06 noviembre 2017

Lectura benevolente.

Ante un duelo dialéctico se puede optar por estrategias diversas. Hace tiempo que tengo apuntado escribir una nota mínima sobre una de ellas: la lectura benevolente. Hoy me he decidido por quitarme ese apunte del medio de una vez y porque los debates (por llamarlos de algún modo) de estos meses parecen indicar que ese concepto se ha olvidado.
Imaginaos que tras una catástrofe natural leeis: “el terremoto no es el problema, el problema es la corrupción que impide que la ayuda llegue”. Ante esa afirmación cabe reaccionar al menos de dos formas. En la primera, la más inmediata, clasificamos al tipo como imbécil porque es obvio (imaginemos el contexto) que, si no hay terremoto, no hay necesidad de ayuda y la corrupción es, en este caso, irrelevante. Según esta interpretación, el autor de la frase carece de razón y de lógica e, incluso, parece estar quitando importancia al terremoto que posiblemente ha dejado cientos de muertos: encima, un insensible.
La segunda forma de lectura es diferente: entiendo que el tipo no quiere quitar importancia al terremoto y no se le escapa que es la causa principal del problema, pero quiere enfatizar que la corrupción añade daños al resultado generando una situación aún más lamentable por lo evitable. La frase original no es afortunada, pero si somos benevolentes en nuestra lectura, podemos suponer qué quiere decir realmente de forma que esa persona se salva de la descalificación instantánea.

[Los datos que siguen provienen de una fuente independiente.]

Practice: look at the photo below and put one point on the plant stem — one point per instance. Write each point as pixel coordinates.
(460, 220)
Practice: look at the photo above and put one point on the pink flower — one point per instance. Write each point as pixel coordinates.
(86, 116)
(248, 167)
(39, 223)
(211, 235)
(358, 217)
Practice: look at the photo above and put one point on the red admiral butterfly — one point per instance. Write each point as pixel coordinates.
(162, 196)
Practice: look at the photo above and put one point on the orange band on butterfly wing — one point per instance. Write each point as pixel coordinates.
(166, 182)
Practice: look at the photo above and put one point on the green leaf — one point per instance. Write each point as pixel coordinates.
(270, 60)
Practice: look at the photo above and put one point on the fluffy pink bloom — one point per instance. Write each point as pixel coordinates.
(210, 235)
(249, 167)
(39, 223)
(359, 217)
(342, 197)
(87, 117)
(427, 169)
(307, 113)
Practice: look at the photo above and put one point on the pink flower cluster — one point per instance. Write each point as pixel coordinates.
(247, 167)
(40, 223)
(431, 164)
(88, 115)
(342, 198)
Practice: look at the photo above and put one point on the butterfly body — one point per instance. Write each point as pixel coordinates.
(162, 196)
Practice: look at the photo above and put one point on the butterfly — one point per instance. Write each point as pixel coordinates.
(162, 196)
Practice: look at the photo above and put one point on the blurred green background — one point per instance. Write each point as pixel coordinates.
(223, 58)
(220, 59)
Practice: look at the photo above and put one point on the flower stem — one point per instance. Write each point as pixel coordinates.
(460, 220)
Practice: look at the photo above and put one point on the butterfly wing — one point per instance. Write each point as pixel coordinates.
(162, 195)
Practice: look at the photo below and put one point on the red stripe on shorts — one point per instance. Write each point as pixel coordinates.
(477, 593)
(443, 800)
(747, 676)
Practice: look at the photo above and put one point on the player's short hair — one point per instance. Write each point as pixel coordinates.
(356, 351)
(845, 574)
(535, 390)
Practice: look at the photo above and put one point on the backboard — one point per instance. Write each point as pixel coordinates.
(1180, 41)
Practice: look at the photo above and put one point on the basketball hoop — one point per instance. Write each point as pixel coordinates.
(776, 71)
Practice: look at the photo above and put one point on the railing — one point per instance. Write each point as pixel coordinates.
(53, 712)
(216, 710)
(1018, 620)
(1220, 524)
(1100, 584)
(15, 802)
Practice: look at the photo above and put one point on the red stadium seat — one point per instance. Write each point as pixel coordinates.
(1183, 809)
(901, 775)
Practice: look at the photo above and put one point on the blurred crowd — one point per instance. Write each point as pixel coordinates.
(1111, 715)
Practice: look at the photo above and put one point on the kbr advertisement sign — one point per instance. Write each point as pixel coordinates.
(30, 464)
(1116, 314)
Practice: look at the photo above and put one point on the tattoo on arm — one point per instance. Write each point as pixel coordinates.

La lectura benevolente muestra flexibilidad ante los errores de comunicación del otro y suaviza los errores de interpretación propios. Lo difícil es que hay que tener generosidad para aplicarla y eso va, frecuentemente, en contra del pensamiento fácil, de las sentencias de ejecución inmediatas, de la descalificación absoluta que reafirma nuestras ideas.
Recuerdo hace unos años en un debate en un blog donde, en cierto momento, me equivoqué en una preposición que cambió parcialmente el sentido de la frase. Mi contrincante gritó (virtualmente) feliz: ¡te pillé! ¡has dicho X con lo que te contradices de todos tus argumentos anteriores! Fue inútil decirle que no, que no sólo no había querido decir X sino que, precisamente porque contradecía mis argumentos anteriores, debía darse cuenta de que había sido un error de redacción fácilmente explicable. La lectura benevolente hubiera llevado a esa persona a admitir la posibilidad de que yo me hubiera equivocado realmente al teclear tres letras y que con pedirme explicaciones se aclararía el asunto, pero no fue así.
¿Cuál es el problema de la lectura benevolente? Que es difícil porque, obviamente, exige esa virtud escasa: la benevolencia. Admitir que esto que estoy escribiendo se puede redactar de mil formas y que todas son distintas, que algunas pueden no entenderse bien, que a veces no estamos inspirados o concentrados como para hacer del lenguaje un vehículo de comunicación optimizado, exige generosidad y algo de “respeto preventivo” al adversario. Nada que abunde hoy.